Streaming Combinators and Extracting Flat Parallelism

Posted on June 25, 2017 by Troels Henriksen

This Tuesday I presented Futhark at PLDI, a large academic conference on programming language design and implementation. The associated paper is available (paper PDF), but makes for somewhat dry reading. This blog post covers the main points of the presentation, demonstrated by examples, in a way that may be more accessible than the paper. This is a bit of a long post, but logically divided into two parts. The first half introduces the basics of the Futhark language and shows its application to a small problem. The second half contains a more complicated example of how nested parallelism is turned into GPU-friendly flat parallelism. There is also a short conclusion at the end with measurements of how Futhark-generated code compares in performance to hand-written GPU programs. Scroll to the end if you enjoy looking at numbers and graphs.

Problem Statement

It is old news that parallel computers have become mainstream. It is also widely acknowledged that we still lack good models and languages for programming them. The problem becomes even more severe when we leave the relatively benign world of multi-core CPUs and begin to consider such devices as GPUs, which have evolved into massively parallel machines for general-purpose computation. Saturating a GPU typically requires tens of thousands of lightweight threads with minimal communication or shared state. Traditional sequential and imperative languages are a poor fit.

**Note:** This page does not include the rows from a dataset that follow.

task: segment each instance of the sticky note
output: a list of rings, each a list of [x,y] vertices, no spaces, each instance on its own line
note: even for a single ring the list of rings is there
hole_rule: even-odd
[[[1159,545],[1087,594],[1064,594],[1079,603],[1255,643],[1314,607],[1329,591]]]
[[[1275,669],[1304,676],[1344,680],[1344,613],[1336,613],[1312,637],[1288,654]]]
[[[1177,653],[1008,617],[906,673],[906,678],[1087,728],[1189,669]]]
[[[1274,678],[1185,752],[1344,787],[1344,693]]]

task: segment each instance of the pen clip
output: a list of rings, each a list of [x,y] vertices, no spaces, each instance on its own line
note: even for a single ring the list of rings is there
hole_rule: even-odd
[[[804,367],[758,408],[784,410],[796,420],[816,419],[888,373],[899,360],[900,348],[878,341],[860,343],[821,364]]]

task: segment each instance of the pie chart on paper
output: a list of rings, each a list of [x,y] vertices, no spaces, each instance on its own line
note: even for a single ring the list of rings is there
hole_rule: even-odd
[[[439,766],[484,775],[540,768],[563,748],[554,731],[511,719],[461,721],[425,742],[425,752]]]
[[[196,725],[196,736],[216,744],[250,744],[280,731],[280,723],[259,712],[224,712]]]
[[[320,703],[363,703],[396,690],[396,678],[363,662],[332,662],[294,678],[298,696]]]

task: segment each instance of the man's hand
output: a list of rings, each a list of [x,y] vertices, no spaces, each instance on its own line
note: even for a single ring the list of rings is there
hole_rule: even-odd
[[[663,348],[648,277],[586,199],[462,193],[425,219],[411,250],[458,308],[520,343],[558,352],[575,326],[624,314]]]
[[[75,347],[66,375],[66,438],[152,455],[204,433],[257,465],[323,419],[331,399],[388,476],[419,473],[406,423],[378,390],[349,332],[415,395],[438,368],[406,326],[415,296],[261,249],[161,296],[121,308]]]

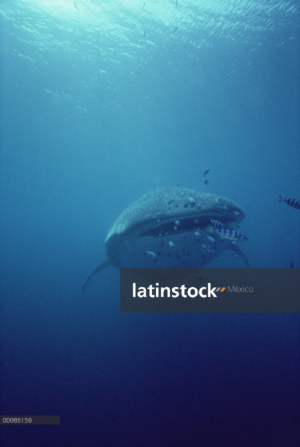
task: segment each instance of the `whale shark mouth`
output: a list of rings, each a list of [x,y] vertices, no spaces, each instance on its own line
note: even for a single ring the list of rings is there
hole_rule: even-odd
[[[194,206],[189,198],[194,200]],[[228,212],[218,208],[220,201]],[[231,240],[206,231],[212,220],[236,230],[244,217],[242,208],[226,198],[188,189],[158,188],[130,205],[116,220],[105,242],[108,259],[90,274],[84,290],[94,274],[111,264],[118,268],[198,268],[218,259],[226,248],[249,266]],[[204,251],[204,246],[208,250]]]
[[[190,196],[200,208],[186,206]],[[203,266],[231,244],[206,231],[210,220],[236,230],[245,215],[224,198],[222,203],[230,210],[222,213],[216,204],[218,200],[211,194],[176,188],[158,188],[146,194],[121,214],[108,232],[106,246],[112,264],[119,268]],[[204,253],[203,245],[215,254]]]
[[[230,216],[232,217],[232,216]],[[195,214],[194,216],[188,217],[182,216],[178,217],[180,224],[176,225],[174,219],[164,220],[156,225],[143,228],[140,232],[138,237],[142,238],[157,238],[167,236],[184,236],[185,232],[196,232],[198,228],[206,231],[208,225],[211,225],[210,220],[214,218],[212,214],[204,216],[200,212]],[[198,222],[195,222],[196,220]],[[228,226],[236,226],[236,220],[234,218],[223,218],[222,222]]]

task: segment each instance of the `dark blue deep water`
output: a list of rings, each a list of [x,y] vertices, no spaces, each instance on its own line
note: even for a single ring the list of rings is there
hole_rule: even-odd
[[[0,5],[0,413],[61,421],[0,445],[298,447],[298,314],[120,314],[112,266],[82,294],[177,184],[243,208],[250,267],[300,268],[298,2],[144,3]]]

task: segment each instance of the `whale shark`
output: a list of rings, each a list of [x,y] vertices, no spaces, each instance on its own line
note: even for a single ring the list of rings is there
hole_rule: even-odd
[[[218,207],[220,200],[227,212]],[[208,230],[214,220],[236,230],[244,218],[244,210],[226,198],[187,188],[158,188],[130,205],[112,225],[105,241],[108,258],[88,275],[83,291],[96,274],[110,265],[119,268],[198,268],[230,248],[248,267],[244,254],[232,240]]]

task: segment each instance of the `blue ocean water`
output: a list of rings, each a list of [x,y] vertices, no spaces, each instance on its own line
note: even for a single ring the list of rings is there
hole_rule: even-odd
[[[250,267],[300,267],[298,2],[144,4],[0,5],[0,412],[61,420],[0,444],[298,447],[298,314],[121,314],[112,266],[82,296],[120,213],[178,184],[243,208]]]

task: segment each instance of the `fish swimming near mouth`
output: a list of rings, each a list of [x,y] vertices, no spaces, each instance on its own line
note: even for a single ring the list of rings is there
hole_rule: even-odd
[[[200,208],[184,206],[191,196],[201,206]],[[219,196],[164,187],[145,194],[123,211],[111,227],[105,241],[108,258],[88,276],[84,292],[94,275],[110,265],[119,268],[198,268],[211,262],[214,256],[206,254],[199,246],[200,241],[195,236],[195,220],[198,220],[199,232],[205,233],[212,220],[222,219],[226,226],[236,230],[245,217],[240,206],[224,198],[222,202],[232,212],[224,214],[220,211],[216,206]],[[170,198],[174,199],[170,205]],[[236,211],[238,214],[234,214]],[[158,212],[162,215],[158,220]],[[176,220],[180,221],[180,226],[176,230],[174,224]],[[174,246],[170,250],[171,236]],[[229,248],[237,253],[248,267],[245,256],[231,242],[218,238],[214,248],[216,255]],[[155,254],[156,257],[144,256],[148,252]]]

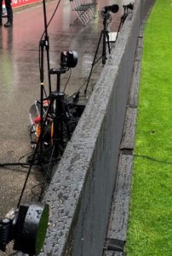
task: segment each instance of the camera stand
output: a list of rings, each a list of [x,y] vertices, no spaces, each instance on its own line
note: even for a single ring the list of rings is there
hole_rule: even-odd
[[[100,36],[100,38],[99,38],[99,42],[98,42],[97,48],[96,48],[96,50],[95,50],[95,55],[94,61],[93,61],[93,63],[92,63],[92,66],[91,66],[91,70],[90,70],[90,72],[89,72],[89,79],[88,79],[87,84],[86,84],[86,88],[85,88],[85,90],[84,90],[84,93],[85,93],[85,94],[87,93],[87,88],[88,88],[88,86],[89,86],[89,80],[90,80],[90,78],[91,78],[91,75],[92,75],[92,73],[93,73],[94,66],[95,66],[95,65],[101,58],[102,58],[102,64],[103,64],[103,65],[106,64],[106,60],[107,60],[107,57],[106,57],[106,44],[107,44],[107,46],[108,46],[108,51],[109,51],[109,54],[111,54],[111,48],[110,48],[110,43],[109,43],[109,32],[108,32],[108,30],[107,30],[107,20],[110,19],[111,15],[110,15],[109,13],[104,13],[104,14],[103,14],[103,16],[104,16],[104,20],[103,20],[103,26],[104,26],[104,28],[103,28],[103,30],[101,31]],[[98,53],[99,47],[100,47],[100,41],[101,41],[101,38],[103,38],[102,55],[101,55],[101,56],[96,61],[97,53]]]

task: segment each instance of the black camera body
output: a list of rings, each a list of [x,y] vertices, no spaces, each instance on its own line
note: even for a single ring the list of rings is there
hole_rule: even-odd
[[[60,57],[60,67],[65,68],[75,67],[77,63],[77,53],[73,50],[63,51]]]

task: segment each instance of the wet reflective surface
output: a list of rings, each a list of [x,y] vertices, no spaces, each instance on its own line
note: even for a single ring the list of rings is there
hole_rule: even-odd
[[[66,92],[72,95],[87,80],[94,59],[103,19],[100,10],[104,6],[114,4],[114,1],[97,1],[95,18],[83,26],[76,19],[68,0],[61,1],[54,17],[48,28],[49,36],[50,67],[60,67],[60,53],[63,50],[76,50],[78,54],[77,66],[72,69]],[[103,3],[102,3],[103,2]],[[117,14],[112,14],[110,31],[118,31],[123,15],[123,4],[129,1],[116,1],[120,7]],[[47,20],[49,20],[57,1],[47,3]],[[3,19],[3,23],[6,19]],[[27,131],[29,109],[35,100],[40,97],[40,79],[38,63],[38,45],[44,30],[42,4],[15,10],[14,26],[0,27],[0,163],[17,162],[20,157],[32,152]],[[102,43],[100,44],[99,56],[101,55]],[[49,94],[47,79],[46,51],[44,50],[44,81]],[[102,70],[101,61],[96,65],[87,97],[90,95]],[[61,77],[63,90],[70,73]],[[52,77],[52,90],[56,88],[56,78]],[[85,85],[82,88],[84,91]],[[20,161],[25,161],[21,159]],[[19,171],[18,171],[19,170]],[[24,171],[24,172],[23,172]],[[26,169],[7,167],[1,169],[0,218],[18,202],[26,177]],[[31,188],[43,179],[42,174],[36,172],[31,175],[23,200],[32,197]],[[1,254],[1,253],[0,253]],[[3,253],[2,255],[3,255]],[[4,254],[5,255],[5,254]]]

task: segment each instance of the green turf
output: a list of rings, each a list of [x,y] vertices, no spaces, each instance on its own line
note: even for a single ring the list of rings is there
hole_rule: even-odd
[[[172,0],[147,20],[135,154],[172,162]],[[135,157],[128,256],[172,255],[172,165]]]

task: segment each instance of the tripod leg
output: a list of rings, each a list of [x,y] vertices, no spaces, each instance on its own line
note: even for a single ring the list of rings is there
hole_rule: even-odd
[[[103,50],[102,50],[102,64],[106,64],[106,32],[103,31]]]
[[[87,81],[87,85],[86,85],[85,90],[84,90],[84,93],[85,93],[85,94],[87,93],[87,88],[88,88],[88,86],[89,86],[89,80],[90,80],[90,78],[91,78],[91,75],[92,75],[93,67],[94,67],[94,66],[95,66],[95,59],[96,59],[96,57],[97,57],[97,53],[98,53],[98,50],[99,50],[99,46],[100,46],[100,41],[101,41],[102,34],[103,34],[103,31],[101,31],[101,33],[100,33],[100,38],[99,38],[99,43],[98,43],[98,44],[97,44],[97,49],[96,49],[95,55],[95,57],[94,57],[94,61],[93,61],[93,63],[92,63],[91,70],[90,70],[90,72],[89,72],[89,79],[88,79],[88,81]]]
[[[109,55],[111,54],[111,47],[110,47],[110,43],[109,43],[109,32],[106,31],[106,38],[107,38],[107,46],[108,46],[108,50],[109,50]]]

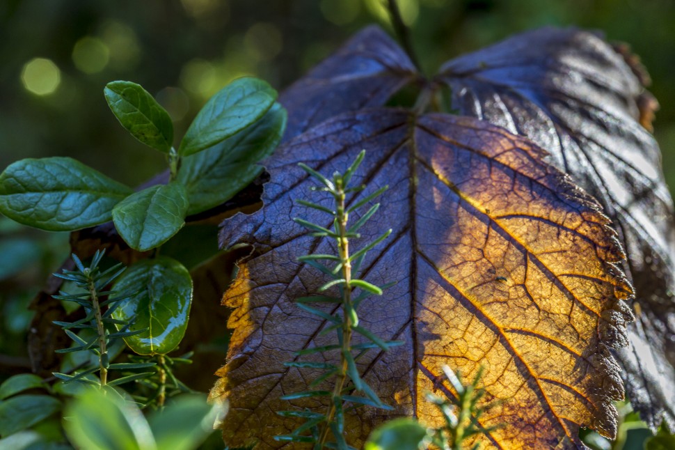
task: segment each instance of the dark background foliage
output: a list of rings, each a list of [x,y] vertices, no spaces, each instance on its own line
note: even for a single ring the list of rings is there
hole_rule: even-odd
[[[662,105],[655,133],[666,180],[675,186],[675,1],[399,3],[427,73],[452,57],[545,25],[602,30],[611,41],[628,42],[648,68],[651,91]],[[180,137],[206,100],[232,79],[254,75],[282,90],[367,24],[390,30],[383,4],[3,0],[0,170],[20,158],[68,155],[138,185],[163,169],[164,156],[118,125],[103,97],[106,83],[142,84],[169,111]],[[25,306],[62,261],[67,240],[0,221],[0,380],[29,365],[24,355],[31,313]]]

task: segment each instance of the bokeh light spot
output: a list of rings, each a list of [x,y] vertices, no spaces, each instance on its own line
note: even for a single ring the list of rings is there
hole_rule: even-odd
[[[166,109],[174,122],[183,120],[190,109],[190,99],[180,88],[164,88],[157,93],[155,98]]]
[[[75,67],[86,74],[100,72],[108,65],[110,49],[98,38],[85,36],[75,43],[72,49],[72,61]]]
[[[33,58],[24,65],[21,81],[26,91],[38,95],[49,95],[61,84],[61,71],[51,59]]]

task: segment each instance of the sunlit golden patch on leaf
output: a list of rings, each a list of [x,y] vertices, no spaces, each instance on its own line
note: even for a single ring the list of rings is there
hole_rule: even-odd
[[[675,217],[640,58],[598,33],[545,28],[450,61],[436,79],[459,114],[546,148],[612,219],[643,313],[617,352],[626,391],[653,431],[675,431]]]
[[[623,254],[598,204],[525,138],[468,118],[376,109],[330,120],[280,149],[266,164],[264,207],[223,223],[224,247],[253,246],[224,300],[235,308],[235,329],[212,398],[230,402],[226,444],[283,447],[273,436],[296,424],[274,412],[289,403],[320,405],[317,398],[279,400],[312,378],[310,369],[283,362],[333,339],[319,335],[324,322],[293,303],[325,281],[296,258],[335,251],[329,240],[307,235],[291,220],[325,220],[294,202],[317,200],[296,164],[330,174],[362,148],[367,153],[354,183],[369,190],[389,185],[381,212],[360,230],[362,239],[393,233],[368,254],[360,277],[397,284],[364,301],[360,317],[378,336],[406,344],[386,353],[372,350],[358,366],[395,407],[394,415],[440,425],[424,393],[453,395],[441,368],[471,378],[482,366],[484,401],[502,401],[481,423],[505,424],[484,444],[576,448],[580,426],[614,435],[612,401],[624,390],[609,348],[627,343],[632,316],[623,300],[632,291],[614,265]],[[345,430],[358,447],[392,414],[357,412]]]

Functional languages are often mentioned as a solution to the parallelism problem, as they do not rely as much on evaluation order or side effects. For example, a map function can process each element in parallel, and a reduce can shrink an array to one element through repeated parallel application of a function to pairs of elements in the input array.

Unfortunately, life is not that easy. While the functional style indeed makes parallelism explicit, safe and correct, it is not automatically a good fit for a GPU. One major problem is that GPUs support only a restricted form of parallelism (efficiently, at least). The parallelism must be flat, meaning that one parallel thread may not spawn more threads. Further, code running on the GPU may not allocate memory - all allocation must be done prior to starting GPU execution, by controller code running on the CPU. There are further restrictions on how memory must be accessed to obtain high efficiency, and a myriad of other hindrances such as too little stack to implement recursion, and the absence of function pointers. By itself, functional programming does not address these problems, and existing functional languages like OCaml or Haskell are too large and expressive to ever run well on a device as restricted as a GPU.

But all is not lost: the right solution, we believe, is to carefully design a small functional language that has just the features and restrictions to enable the construction of an aggressively optimising compiler capable of generating GPU code. This compiler will worry about all the low-level details, leaving the programmer solely concerned with how best to express the parallelism in their algorithm. We have spent the last four years constructing such a language and compiler, and we call it Futhark.

The Language

Futhark is a small data-parallel purely functional array language that resembles a cross between Haskell and OCaml. Parallelism is expressed through built-in second-order array combinators (SOACs) that resemble higher-order functions known from functional programming. For example, we can define a function that takes a one-dimensional array of integers of input and increments each by two:

let add_two [n] (a: [n]i32): [n]i32 = map (+2) a

Note the shape declarations: we indicate that there is some size n, and that both the result and input to the function are one-dimensional arrays of size n. We do not have to pass the size n explicitly when we call the function; rather it is automatically inferred when we pass the array argument for a.

As another example, this function sums an integer array:

let sum [n] (a: [n]i32): i32 = reduce (+) 0 a

The reduce construct takes a function that must be associative, and possess an identity element (0 is the identity for addition).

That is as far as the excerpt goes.